Parmi tous ces chouettes stimulis vidéo-ludiques, notons donc la présence systématique des lettres S K A T E à chercher aux quatre coins du parc, un certain nombre d’emblèmes à l’effigie du jeu offrant des points de stats, des liasses de billets permettant d’accumuler de l’argent à dépenser dans les boutiques de vêtements, accessoires, effets et personnages bonus, ainsi que des PNJ que nous pouvons soit faire tomber (parfois pour un défi, parfois gratuitement) soit aider en les délivrant d’une situation ennuyeuse. Et de manière plus ponctuelle, nous retrouvons des PNJ thématiques au parc en question (souvent sous forme d’humour très 90’, ce qui n’est pas pour me déplaire), d’un photographe qui attend de nous qu’on réalise une figure précise à un endroit précis, ou encore différents items, thématiques eux aussi, à exploser sur notre passage.

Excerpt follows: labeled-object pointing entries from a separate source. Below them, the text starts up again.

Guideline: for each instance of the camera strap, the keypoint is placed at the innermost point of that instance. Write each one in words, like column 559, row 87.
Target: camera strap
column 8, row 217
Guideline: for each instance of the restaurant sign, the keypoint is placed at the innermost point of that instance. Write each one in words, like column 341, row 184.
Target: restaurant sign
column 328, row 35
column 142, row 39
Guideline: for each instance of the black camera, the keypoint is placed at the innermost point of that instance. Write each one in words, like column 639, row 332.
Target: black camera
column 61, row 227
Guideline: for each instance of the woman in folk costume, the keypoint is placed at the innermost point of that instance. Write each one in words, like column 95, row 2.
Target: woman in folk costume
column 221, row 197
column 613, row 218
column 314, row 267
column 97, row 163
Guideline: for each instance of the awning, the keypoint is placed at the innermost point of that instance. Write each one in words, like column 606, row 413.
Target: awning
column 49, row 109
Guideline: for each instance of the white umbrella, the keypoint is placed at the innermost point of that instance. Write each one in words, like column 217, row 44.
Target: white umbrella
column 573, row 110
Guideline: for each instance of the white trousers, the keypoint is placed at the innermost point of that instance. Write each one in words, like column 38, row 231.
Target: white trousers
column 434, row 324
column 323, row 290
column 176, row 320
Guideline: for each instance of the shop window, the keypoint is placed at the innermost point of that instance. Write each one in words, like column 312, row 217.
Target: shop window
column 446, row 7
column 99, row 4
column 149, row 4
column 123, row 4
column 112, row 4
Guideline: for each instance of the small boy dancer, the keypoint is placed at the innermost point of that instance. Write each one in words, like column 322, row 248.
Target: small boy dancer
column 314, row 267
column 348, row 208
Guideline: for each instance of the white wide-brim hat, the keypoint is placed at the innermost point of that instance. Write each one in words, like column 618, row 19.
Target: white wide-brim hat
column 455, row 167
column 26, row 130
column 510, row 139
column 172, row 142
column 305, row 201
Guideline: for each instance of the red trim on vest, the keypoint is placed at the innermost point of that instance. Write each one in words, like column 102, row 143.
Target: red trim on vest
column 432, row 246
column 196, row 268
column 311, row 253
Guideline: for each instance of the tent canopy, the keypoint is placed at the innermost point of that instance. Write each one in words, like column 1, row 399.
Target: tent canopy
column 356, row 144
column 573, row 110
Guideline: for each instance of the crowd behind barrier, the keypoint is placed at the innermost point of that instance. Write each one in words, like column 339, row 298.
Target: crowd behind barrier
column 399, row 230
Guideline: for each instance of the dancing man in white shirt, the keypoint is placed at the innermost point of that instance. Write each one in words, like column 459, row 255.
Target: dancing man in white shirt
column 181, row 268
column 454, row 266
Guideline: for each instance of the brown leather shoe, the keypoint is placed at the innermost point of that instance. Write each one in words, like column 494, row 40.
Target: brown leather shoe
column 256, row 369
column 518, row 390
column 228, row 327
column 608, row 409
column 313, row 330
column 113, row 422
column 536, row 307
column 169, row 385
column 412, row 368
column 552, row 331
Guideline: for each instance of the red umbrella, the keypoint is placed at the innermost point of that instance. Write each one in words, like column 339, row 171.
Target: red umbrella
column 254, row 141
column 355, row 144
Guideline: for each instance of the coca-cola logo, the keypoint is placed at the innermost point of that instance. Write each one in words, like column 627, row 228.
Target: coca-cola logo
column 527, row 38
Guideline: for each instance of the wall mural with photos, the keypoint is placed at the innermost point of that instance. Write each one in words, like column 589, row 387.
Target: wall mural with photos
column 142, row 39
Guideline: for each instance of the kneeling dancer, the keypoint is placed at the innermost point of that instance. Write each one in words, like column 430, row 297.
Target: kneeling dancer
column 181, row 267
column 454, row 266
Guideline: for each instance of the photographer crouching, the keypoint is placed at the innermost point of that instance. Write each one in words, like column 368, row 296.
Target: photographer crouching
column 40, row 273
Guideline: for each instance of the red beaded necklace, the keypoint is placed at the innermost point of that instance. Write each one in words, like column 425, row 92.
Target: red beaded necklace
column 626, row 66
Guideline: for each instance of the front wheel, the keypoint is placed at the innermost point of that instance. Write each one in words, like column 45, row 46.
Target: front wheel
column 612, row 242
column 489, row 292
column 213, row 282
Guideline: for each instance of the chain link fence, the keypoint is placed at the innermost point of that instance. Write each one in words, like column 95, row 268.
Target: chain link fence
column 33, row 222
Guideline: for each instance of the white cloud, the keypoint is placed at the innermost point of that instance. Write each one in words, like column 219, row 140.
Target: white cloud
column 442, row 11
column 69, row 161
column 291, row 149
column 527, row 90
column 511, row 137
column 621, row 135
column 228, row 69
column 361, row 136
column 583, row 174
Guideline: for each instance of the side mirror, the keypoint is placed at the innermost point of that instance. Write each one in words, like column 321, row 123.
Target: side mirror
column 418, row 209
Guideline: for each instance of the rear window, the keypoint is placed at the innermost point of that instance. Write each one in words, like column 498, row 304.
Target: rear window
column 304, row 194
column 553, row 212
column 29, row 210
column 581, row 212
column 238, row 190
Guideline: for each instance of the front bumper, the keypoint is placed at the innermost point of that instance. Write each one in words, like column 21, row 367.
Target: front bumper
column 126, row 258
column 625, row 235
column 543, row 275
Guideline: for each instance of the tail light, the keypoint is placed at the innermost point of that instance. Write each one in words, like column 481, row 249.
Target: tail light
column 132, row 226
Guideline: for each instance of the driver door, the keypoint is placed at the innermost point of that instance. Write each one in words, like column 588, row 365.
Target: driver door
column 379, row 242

Et dans certains parcs seulement, une zone secrète à trouver et déverrouiller, petite cerise sur le gâteau qui fait toujours plaisir. Tous les parcs ne se valent pas, certains étant plus petits que d’autres, mais tous ont quelque chose de suffisamment ludique et / ou esthétique afin d’y passer plusieurs sessions sans s’y ennuyer. Mention spéciale cependant au magnifique Alcatraz, à la très chouette atmosphère, et qui regorge de passages secrets en tous genres et parvient à parfaitement combiner horizontalité et verticalité, mais aussi à l’Aéroport, qui lui est tout en longueur et horizontalité, mais dont les défis sont particulièrement amusants, ainsi que son ambiance sonore au top (l’accumulation de blagues dans les annonces des haut-parleurs ont fait ma journée), mais surtout au Parc Aquatique, juste magnifique dans son esthétique et sa topologie, avec son lot de passages secrets, d’énormes structures à grinder, et ses visuels enfantins qui sauront raviver votre âme de bambin.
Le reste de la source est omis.